L’ancien premier ministre écossais et chef du parti indépendantiste SNP, Alex Salmond, accuse sa successeure, Nicola Sturgeon, d’avoir délibérément trompé le parlement afin de le faire «emprisonner» pour des accusations d’agressions sexuelles, rejetées l’année dernière par la justice écossaise.

La scission entre les deux figures indépendantistes a débuté lorsque deux fonctionnaires ont accusé en 2018 Alex Salmond d’agressions sexuelles.
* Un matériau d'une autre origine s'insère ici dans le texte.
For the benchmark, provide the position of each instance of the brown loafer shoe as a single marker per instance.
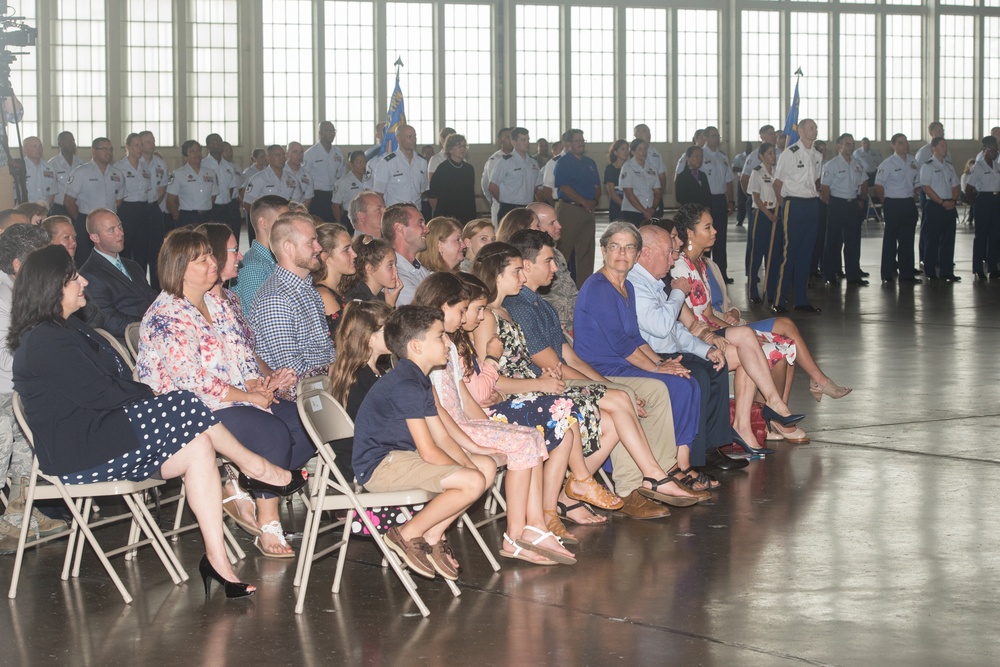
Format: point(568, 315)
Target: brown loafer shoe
point(639, 506)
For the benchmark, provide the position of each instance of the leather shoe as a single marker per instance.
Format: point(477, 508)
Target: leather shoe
point(638, 506)
point(716, 459)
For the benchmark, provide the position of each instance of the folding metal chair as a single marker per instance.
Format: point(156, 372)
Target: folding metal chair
point(80, 497)
point(325, 420)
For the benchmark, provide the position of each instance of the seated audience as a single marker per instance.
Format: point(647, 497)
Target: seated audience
point(445, 247)
point(403, 226)
point(288, 313)
point(336, 262)
point(258, 264)
point(117, 285)
point(401, 443)
point(375, 276)
point(475, 235)
point(89, 417)
point(191, 340)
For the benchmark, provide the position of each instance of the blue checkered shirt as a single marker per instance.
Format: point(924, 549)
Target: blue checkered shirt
point(258, 265)
point(289, 319)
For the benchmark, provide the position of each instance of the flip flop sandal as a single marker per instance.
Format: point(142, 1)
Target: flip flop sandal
point(673, 501)
point(273, 528)
point(517, 553)
point(544, 552)
point(555, 524)
point(564, 511)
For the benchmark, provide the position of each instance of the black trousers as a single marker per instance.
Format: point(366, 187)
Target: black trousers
point(714, 430)
point(897, 239)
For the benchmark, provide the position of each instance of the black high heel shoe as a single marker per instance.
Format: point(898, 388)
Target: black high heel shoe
point(769, 414)
point(234, 589)
point(738, 440)
point(299, 479)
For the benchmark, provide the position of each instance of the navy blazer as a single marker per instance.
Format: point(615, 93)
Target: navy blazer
point(122, 301)
point(73, 386)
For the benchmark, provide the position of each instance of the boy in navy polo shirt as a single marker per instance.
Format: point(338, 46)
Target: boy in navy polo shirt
point(401, 443)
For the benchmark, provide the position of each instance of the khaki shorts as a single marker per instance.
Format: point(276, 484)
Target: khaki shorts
point(406, 470)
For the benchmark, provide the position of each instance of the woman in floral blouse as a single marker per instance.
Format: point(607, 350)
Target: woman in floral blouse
point(190, 338)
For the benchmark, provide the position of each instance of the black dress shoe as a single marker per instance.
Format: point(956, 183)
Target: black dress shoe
point(716, 459)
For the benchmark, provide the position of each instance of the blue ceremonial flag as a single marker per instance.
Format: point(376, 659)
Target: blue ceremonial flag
point(394, 118)
point(792, 120)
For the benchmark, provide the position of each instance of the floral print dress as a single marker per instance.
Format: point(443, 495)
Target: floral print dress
point(516, 364)
point(775, 346)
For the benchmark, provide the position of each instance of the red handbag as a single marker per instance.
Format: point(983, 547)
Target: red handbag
point(756, 420)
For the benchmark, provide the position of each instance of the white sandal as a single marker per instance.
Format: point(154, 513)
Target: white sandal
point(233, 512)
point(517, 553)
point(273, 528)
point(544, 551)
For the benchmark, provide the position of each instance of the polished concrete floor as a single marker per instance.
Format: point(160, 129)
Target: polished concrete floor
point(875, 544)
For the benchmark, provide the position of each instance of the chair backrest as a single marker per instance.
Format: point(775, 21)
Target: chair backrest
point(118, 347)
point(132, 339)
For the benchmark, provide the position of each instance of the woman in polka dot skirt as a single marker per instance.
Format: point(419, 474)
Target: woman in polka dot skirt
point(93, 423)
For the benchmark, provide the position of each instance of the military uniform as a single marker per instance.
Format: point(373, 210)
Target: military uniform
point(845, 213)
point(798, 169)
point(325, 168)
point(939, 242)
point(196, 192)
point(399, 180)
point(898, 177)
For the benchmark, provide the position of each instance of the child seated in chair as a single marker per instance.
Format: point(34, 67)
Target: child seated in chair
point(400, 443)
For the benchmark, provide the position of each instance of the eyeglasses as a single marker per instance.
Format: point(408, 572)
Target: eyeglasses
point(629, 248)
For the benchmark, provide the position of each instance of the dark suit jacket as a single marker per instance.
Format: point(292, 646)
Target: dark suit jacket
point(689, 191)
point(122, 301)
point(73, 386)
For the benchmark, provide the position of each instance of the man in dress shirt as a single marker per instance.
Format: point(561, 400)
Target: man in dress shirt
point(258, 263)
point(324, 163)
point(226, 208)
point(844, 188)
point(579, 187)
point(795, 183)
point(516, 177)
point(401, 176)
point(366, 210)
point(287, 313)
point(654, 160)
point(117, 285)
point(720, 181)
point(403, 226)
point(63, 165)
point(93, 185)
point(897, 179)
point(982, 189)
point(941, 188)
point(39, 176)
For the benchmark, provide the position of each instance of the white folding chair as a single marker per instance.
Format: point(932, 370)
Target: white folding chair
point(80, 496)
point(132, 339)
point(118, 347)
point(325, 420)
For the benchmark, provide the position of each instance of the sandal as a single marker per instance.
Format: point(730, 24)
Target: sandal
point(545, 552)
point(698, 479)
point(564, 510)
point(273, 528)
point(441, 557)
point(595, 494)
point(517, 553)
point(553, 523)
point(233, 512)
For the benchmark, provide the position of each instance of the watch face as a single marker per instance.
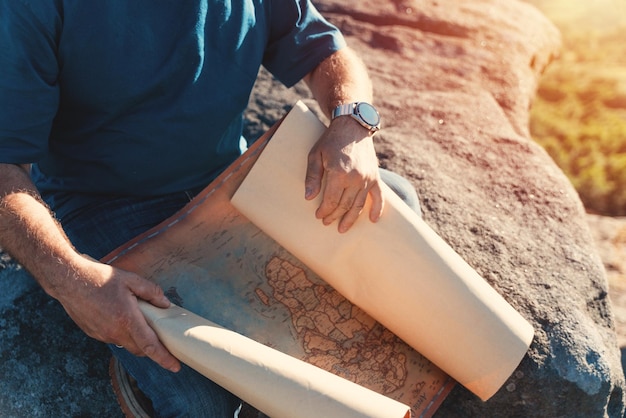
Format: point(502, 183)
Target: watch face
point(367, 112)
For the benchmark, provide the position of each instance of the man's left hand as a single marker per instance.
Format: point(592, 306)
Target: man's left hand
point(345, 155)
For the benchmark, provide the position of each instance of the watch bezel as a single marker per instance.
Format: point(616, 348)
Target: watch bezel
point(370, 119)
point(368, 114)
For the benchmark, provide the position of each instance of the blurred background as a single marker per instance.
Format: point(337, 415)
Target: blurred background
point(579, 115)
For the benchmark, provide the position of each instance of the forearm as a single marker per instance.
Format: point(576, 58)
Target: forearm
point(29, 232)
point(340, 78)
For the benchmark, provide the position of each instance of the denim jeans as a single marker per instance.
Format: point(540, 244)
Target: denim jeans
point(107, 222)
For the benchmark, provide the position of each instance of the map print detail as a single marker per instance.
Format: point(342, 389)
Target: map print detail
point(335, 334)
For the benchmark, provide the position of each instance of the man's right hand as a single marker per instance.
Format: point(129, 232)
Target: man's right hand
point(102, 300)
Ces allégations arrivaient peu de temps après que la première ministre avait demandé au gouvernement, dans la lignée du mouvement #MeToo, de modifier sa façon de traiter les accusations de harcèlement sexuel: une manœuvre qui était, selon Alex Salmond, destinée à le piéger.

Des «inventions délibérées»

Le responsable de l’enquête diligentée par le gouvernement ayant eu des contacts antérieurs avec les victimes présumées, un tribunal avait conclu que celle-ci était «illégale» et «entachée de partialité apparente».

Après l’échec de cette enquête interne, Alex Salmond avait été arrêté en janvier 2019 pour une tentative de viol et plusieurs faits d’agressions sexuelles supposément commises sur neuf femmes lorsqu’il était premier ministre.

Innocenté lors d’un procès en mars 2020, l’ex-dirigeant écossais avait alors affirmé que ces allégations étaient «des inventions délibérées à des fins politiques», ajoutant mystérieusement que «certaines informations» seraient «révélées au grand jour».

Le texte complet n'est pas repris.